A group post written by Michael Moor, Bastian Rieck and Catherine Jutzeler.
It’s 9:00am and Dr. Joana Jones is reading a mesmerising article on how 98% of the Israeli population has been covered in a centralised electronic medical record system, and this for decades now.
A deep but dry cough, together with a headache, force her to finish breakfast and visit her general practitioner Gerald. However, while crossing the street, she collapses, only to wake up in the hospital. Joana is still dizzy and fails to properly reply to the urgent questions of her attending physician, Martha. She must have hit her head during her fall. After having identified Joana, Gerald was immediately called to request the patient history. However, he could not answer the call, as he was hand-writing patient documents in his study, while the landline phone was ringing in the practice entrance. He would only see Martha’s email requesting information about Joana a few minutes later. Gerald doesn’t know Martha, but her e-mail appears to originate from a hospital, which seems trustworthy enough for Gerald.
Gerald is 64 and, like most general practitioners in Switzerland, facing retirement. For requests like these, he is accustomed to transmitting the full patient history via fax. Joana has been his patient for 20 years, resulting to several dozens of pages to send.
While printing out the fax, Martha briefly wonders whether sending sensitive patient documents via fax could pose a security risk. Having replenished the fax printer with more paper, which she could only find in the office down the hall, she realises that her six long years of medical studies did not teach her much about digital data literacy. Why bother when you still have to deal with paper records literally everyday?
Meanwhile, Joana’s state is deteriorating. The attending team requests a CT scan of the head to exclude a bleeding inside of the skull. After the scan, her SARS-CoV-2 PCR test, which was performed due to her primary symptoms, returned positive.
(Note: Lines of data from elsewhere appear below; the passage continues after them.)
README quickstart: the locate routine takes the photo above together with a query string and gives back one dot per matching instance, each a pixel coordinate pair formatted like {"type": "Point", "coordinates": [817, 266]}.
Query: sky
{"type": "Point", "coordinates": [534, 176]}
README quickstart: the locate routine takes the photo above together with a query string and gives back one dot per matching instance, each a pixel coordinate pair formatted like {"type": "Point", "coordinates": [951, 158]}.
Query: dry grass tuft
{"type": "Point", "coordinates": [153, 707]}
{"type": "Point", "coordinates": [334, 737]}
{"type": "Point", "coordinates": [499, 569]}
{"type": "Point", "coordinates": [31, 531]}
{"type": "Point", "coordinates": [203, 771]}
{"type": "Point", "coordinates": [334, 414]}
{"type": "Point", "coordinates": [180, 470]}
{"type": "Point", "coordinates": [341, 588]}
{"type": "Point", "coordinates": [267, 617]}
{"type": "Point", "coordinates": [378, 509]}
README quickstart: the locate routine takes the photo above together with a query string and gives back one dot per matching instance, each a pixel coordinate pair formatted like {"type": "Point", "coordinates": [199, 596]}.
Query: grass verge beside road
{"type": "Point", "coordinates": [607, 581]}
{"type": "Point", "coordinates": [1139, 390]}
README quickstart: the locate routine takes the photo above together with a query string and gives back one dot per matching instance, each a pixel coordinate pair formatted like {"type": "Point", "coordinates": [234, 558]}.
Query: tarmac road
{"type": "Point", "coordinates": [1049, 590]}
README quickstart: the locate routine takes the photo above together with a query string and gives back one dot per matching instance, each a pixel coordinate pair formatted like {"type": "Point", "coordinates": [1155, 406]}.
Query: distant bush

After a short hospitalisation, she recovers at home in isolation. Before discharge, Joana insisted on receiving her data. This included the CT scan, which Joana’s ward was unable to export: apparently, the hospital has an entirely different IT system for clinical data, radiological reports, histological reports, etc., creating a veritable IT maintenance nightmare. Only in the radiology department seven floors below, Joana would receive a Compact Disc with her scan. Unfortunately, her new MacBook doesn’t speak “CD”.
She also insisted on receiving a copy of her faxed patient history, noticing that several parts of the fax were impossible to decipher. Back in Gerald’s practice she finds out that those bits where manually highlighted with a marker, indicating that Joana is highly allergic to Penicillin. Luckily she was not suffering from a bacterial infection, else a fax might have literally gotten her killed!
Later that day, Joana writes a blog post discussing the need for incentives for practitioners and hospitals to actually follow through with the digitalisation of medicine as for instance spearheaded by the electronic patient dossier. Monetary incentives may accelerate this transition, which will ultimately reduce costs both on the patient as well as on the care giver and insurer’s side. Finally, harmonised and interoperable IT systems will massively support the practitioners' daily work, which far too long has been dominated by caring for chaotic paper piles instead of real patients.